The eastern span of the San Francisco-Oakland Bay Bridge was supposed to be the crowning glory of the bridge-builder’s art, gracefully echoing the rolling hills surrounding San Francisco Bay.
Yet as the project heads for a Labor Day opening after $6.4 billion and 15 years, the country’s most daringly iconic highway bridge stands as a poster child for those who think major infrastructure projects are wasteful.
— bloomberg.com
Previously: Bolts along Bay Bridge bike path fail
4 Comments
The attractiveness of the new East Span depends on the vantage point from which it is viewed or photographed. Yes, this is yet another major infrastructure project for which there have issues with cost, schedule, and quality control issues.
Opening day should be toll free. Little kids will remember when their parents drove them over the new span when they become adults, lamenting longingly from somewhere else that they were priced out of the Bay Area.
10 years late, $5 billion over budget, substandard earthquake-safety bolts and you're worried about aesthetics?
Miles, I don't know who you're addressing.
Sure, money / time / quality are of paramount importance, but if they are replacing an eyesore like the previous and still standing east span, it should be pleasing to look at. In the grand scheme of things, the design has to visually work with the 4 spans of the SF-Oakland Bay Bridge as well. I'm thinking Vitruvius. The reason for all the delays is largely because the technology is new and uncommon. Sections indicate that the way the cables are slung and then brought around underneath, almost as if a cradle, is a new design. It's difficult to explain, but the structural write-ups intuitively make sense. If they had designed it as a conventional suspension span or something akin to the Tampa Bay Sunshine Skyway Bridge, this probably would have moved along faster and cheaper. We need to look at which parties commissioned and agreed upon the bridge design. They had probably intended it to be a signature bridge, given where it is.

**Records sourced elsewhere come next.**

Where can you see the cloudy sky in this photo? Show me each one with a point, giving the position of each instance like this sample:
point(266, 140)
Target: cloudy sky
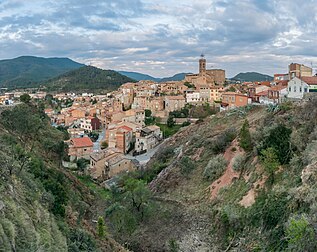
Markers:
point(163, 37)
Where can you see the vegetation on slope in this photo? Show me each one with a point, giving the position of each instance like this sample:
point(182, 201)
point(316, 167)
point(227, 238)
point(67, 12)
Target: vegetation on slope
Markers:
point(88, 78)
point(42, 206)
point(262, 167)
point(28, 71)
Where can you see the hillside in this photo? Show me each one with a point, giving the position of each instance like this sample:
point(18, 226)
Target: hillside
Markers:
point(252, 76)
point(88, 78)
point(140, 76)
point(222, 181)
point(43, 207)
point(26, 71)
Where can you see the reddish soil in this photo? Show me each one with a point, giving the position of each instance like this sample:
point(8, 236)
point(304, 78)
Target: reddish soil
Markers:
point(230, 174)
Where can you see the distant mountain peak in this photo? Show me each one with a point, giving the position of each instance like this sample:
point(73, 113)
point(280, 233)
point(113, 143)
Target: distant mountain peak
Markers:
point(252, 76)
point(139, 76)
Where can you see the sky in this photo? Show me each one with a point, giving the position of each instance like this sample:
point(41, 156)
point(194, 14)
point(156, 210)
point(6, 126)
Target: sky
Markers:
point(165, 37)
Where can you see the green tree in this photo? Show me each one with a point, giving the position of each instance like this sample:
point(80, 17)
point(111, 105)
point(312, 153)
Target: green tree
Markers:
point(25, 98)
point(101, 227)
point(279, 138)
point(300, 235)
point(173, 245)
point(148, 113)
point(170, 122)
point(104, 145)
point(186, 165)
point(245, 141)
point(270, 162)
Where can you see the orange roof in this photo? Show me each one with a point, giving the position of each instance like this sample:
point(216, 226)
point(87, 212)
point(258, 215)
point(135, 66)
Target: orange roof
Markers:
point(125, 128)
point(310, 80)
point(263, 93)
point(82, 142)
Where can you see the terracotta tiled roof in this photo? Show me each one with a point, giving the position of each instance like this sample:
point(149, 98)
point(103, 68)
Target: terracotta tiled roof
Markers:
point(125, 128)
point(310, 80)
point(82, 142)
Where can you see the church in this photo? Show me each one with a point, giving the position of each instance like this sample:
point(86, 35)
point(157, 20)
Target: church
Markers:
point(209, 77)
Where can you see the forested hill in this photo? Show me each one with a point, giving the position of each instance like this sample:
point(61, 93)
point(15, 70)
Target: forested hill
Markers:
point(88, 78)
point(27, 71)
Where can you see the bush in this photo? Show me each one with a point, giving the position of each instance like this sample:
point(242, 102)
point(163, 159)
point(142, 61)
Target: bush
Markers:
point(186, 165)
point(239, 162)
point(184, 124)
point(245, 141)
point(300, 235)
point(104, 145)
point(215, 168)
point(221, 142)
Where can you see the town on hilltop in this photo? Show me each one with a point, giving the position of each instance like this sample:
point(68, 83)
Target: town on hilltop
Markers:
point(120, 131)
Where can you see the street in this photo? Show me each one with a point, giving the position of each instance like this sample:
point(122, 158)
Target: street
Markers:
point(99, 140)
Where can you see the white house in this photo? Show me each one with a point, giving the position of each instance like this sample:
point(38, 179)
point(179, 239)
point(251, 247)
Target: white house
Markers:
point(297, 87)
point(192, 96)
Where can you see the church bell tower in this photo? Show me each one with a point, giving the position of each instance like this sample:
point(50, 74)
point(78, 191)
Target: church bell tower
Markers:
point(202, 64)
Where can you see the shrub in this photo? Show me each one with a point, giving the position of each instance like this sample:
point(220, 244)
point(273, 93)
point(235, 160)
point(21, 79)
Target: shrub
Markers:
point(221, 142)
point(186, 165)
point(215, 168)
point(245, 141)
point(239, 162)
point(184, 124)
point(300, 235)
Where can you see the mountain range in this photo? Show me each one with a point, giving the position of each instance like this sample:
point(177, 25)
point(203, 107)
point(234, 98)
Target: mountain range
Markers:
point(26, 71)
point(88, 78)
point(139, 76)
point(252, 76)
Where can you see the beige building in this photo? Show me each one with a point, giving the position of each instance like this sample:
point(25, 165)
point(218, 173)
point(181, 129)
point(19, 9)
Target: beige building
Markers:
point(80, 147)
point(173, 103)
point(207, 76)
point(109, 163)
point(147, 138)
point(299, 70)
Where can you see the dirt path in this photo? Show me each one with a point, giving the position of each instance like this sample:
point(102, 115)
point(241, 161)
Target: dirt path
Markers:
point(230, 174)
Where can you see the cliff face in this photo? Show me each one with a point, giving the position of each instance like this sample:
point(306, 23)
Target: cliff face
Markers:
point(217, 194)
point(43, 207)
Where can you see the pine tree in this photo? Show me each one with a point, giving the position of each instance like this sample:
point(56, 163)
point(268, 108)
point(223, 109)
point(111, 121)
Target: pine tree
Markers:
point(245, 141)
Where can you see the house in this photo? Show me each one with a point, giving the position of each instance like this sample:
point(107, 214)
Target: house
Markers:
point(110, 162)
point(215, 93)
point(80, 147)
point(254, 89)
point(90, 123)
point(147, 138)
point(173, 103)
point(299, 70)
point(192, 96)
point(233, 100)
point(297, 87)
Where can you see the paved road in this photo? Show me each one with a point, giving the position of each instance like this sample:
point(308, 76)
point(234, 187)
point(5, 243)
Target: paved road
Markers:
point(144, 158)
point(99, 140)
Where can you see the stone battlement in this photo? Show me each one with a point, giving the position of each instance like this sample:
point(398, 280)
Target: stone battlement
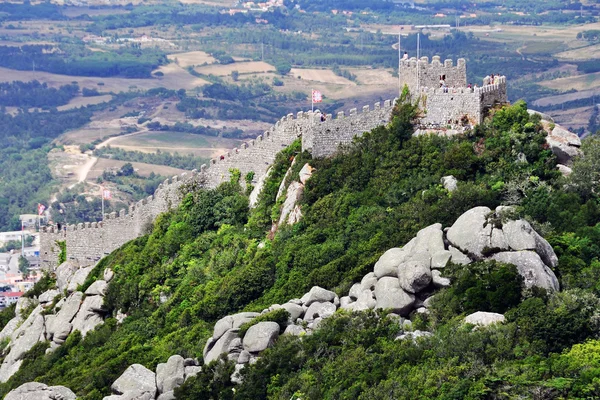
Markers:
point(460, 106)
point(421, 73)
point(88, 242)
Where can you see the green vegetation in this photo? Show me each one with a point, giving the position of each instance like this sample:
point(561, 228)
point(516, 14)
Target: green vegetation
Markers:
point(159, 158)
point(205, 259)
point(129, 62)
point(35, 94)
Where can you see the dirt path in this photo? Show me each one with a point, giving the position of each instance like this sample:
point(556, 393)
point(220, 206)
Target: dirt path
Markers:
point(85, 169)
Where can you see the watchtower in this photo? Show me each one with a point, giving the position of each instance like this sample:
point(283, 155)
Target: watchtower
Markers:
point(420, 73)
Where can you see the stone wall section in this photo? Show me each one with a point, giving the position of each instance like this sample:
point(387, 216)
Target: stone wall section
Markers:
point(429, 73)
point(88, 242)
point(324, 138)
point(451, 106)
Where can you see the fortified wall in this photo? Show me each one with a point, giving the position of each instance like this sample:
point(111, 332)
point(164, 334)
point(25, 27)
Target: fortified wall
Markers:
point(87, 243)
point(421, 73)
point(461, 106)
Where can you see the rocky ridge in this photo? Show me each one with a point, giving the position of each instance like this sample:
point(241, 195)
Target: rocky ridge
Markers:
point(403, 280)
point(54, 316)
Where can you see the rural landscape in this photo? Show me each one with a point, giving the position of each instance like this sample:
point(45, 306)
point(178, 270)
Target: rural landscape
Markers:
point(244, 200)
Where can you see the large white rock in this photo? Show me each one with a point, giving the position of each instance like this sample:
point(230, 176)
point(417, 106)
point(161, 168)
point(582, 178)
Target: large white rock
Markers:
point(48, 296)
point(87, 317)
point(232, 322)
point(387, 265)
point(79, 278)
point(414, 276)
point(39, 391)
point(260, 336)
point(368, 281)
point(295, 310)
point(484, 318)
point(531, 267)
point(322, 310)
point(389, 294)
point(97, 288)
point(564, 144)
point(214, 349)
point(136, 378)
point(293, 194)
point(429, 240)
point(22, 340)
point(317, 294)
point(471, 233)
point(449, 182)
point(521, 236)
point(64, 272)
point(170, 375)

"This will be building a monument to stupidity," Lin said when a design panel overrode his objections and selected the self-anchored suspension span in 1998. http://www.sfgate.com/bayarea/article/Bay-Bridge-troubles-began-with-design-4616774.php
I'm a San Franciscan who believes the project has been a slow-motion fiasco, with a disappointing much-ado-about-nothing outcome and, now, a rushed opening lacking the pedestrian walk that has become traditional (here, at least) for these events.